Avoiding failure of your AI project. Key take-aways from the Internet of Things World Forum, May 22-24, 2017 – London

Trudy Mockford, CEO, CloudMaitre

What a remarkable occasion it was at Tobacco Dock, London, to be able to hear what Industry Leaders have to say on current and forthcoming use of technology in the Internet of Things space. Key learnings from the exemplary session entitled “Automation to AI. From Devices to Insights to Action” presented by Kevin Bandy, Chief Digital officer, Cisco along with Michael Demshki, Director, Strategic Business Development, Intel.

This discussion style review session on the topic threw up plenty to consider and summarise. Comparing Classic Machine Learning in simple terms, to up and coming Deep Learning. Classic Machine Learning relies on a data scientist or a team of such, to identify data features, apply algorithms and then train the system – possible with tabular and structured data. Progressing to Deep Learning, where the more data you give the system, the more it learns – and applicable where your data is made up of speech, video or images.

The Shape of Your Data

According to Michael Demshki, Director, Strategic Business Development, Intel

“80% of Project Time is allocated to the preparation of the data and data mis-structured prior to the project is a key cause of failure”

Fundamentals of Planning

AI failures have often happened due to over engineering of business outcomes and of business data. At the very outset of scoping this type of project, suggests Michael Demshki, there are 2 essential points for consideration here,

“what problem do you want to solve? and What specific questions in the business do you want to answer?”

The learned approach is to provide an incremental solution to the client. To be later refined.

Specialist Roles and Lack of Talent

The backbone supporting the potential success of any Device Automation and AI project both the Data Scientist and the Business Transition Specialists. Prioritise on-boarding or developing the best of this talent. Today a talent pool that often falls short both in numbers and standards,

Case Studies

Top-line examples of application of these new technologies.

Smart Health

IoT to provide personalised patient care. There has been a notable slow adoption in the healthcare sector – a large part of this has been establishing with health care professionals that this new wave of technology isn’t about telling a Doctor what to do with a patient; but enabling him (or her), to assess and decide more effectively what care to provide to the patient. There are many examples of Smart Healthcare applications and only few of successful implementations.

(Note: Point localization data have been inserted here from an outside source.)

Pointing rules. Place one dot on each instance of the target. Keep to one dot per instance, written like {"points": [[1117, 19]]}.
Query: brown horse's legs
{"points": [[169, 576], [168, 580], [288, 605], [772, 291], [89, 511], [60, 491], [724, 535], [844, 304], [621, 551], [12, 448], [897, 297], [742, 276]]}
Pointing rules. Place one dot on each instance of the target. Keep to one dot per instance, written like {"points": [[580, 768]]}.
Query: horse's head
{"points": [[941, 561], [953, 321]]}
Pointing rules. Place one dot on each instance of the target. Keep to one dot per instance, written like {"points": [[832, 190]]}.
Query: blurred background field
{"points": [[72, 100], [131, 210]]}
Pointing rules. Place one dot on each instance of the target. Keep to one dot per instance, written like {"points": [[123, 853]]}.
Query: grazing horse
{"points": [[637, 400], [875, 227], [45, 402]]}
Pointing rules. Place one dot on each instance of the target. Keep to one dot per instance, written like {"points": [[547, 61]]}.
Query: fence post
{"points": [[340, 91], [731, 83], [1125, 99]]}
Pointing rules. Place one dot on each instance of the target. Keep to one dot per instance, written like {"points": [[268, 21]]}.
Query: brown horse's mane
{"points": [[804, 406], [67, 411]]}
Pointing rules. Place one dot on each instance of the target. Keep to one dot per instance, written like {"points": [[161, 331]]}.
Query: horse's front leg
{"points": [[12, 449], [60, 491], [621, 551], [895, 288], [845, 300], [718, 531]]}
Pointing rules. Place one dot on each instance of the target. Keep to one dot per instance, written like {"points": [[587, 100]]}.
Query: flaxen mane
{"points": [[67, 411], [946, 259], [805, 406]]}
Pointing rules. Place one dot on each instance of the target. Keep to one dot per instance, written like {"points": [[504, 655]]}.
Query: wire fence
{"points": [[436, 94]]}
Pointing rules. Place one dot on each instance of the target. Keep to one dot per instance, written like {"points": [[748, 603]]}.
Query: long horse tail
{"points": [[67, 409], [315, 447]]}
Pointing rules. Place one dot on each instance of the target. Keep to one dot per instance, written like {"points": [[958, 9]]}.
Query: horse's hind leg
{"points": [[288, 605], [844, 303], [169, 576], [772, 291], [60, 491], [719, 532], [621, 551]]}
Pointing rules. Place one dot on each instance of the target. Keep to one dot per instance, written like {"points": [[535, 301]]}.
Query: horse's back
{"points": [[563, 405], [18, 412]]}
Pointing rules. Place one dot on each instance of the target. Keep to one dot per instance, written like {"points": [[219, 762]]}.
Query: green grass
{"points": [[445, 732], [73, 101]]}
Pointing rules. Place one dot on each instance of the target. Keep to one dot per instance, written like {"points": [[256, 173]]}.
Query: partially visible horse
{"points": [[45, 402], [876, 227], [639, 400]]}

The case study that we heard about in this session was a great example of a successful project. Taking something that we do well in healthcare: Early Diabetic Retinopathy Detection and then applying IoT allowing the commissioning healthcare provider to take camera devices to remote communities and extend the preventative programme. The execution side of the diagnostics can then be re-deployed to other regions.

Agricultural Robotics

This particular case study from Blue River Technology took the standard scoping statement for a technical project to another level:

 “if we can take a repetitive manual task and explain and map it, we can automate it.”

The task was around automating crop care. The training data was applied to create a deep learning algorithm to identify where a crop stem meets the earth.  The data was in the form of images – and to train the system tens of thousands of accurately labelled images were needed. In fact, organisations providing the labelled images as a service have entered into the eco-system surrounding AI.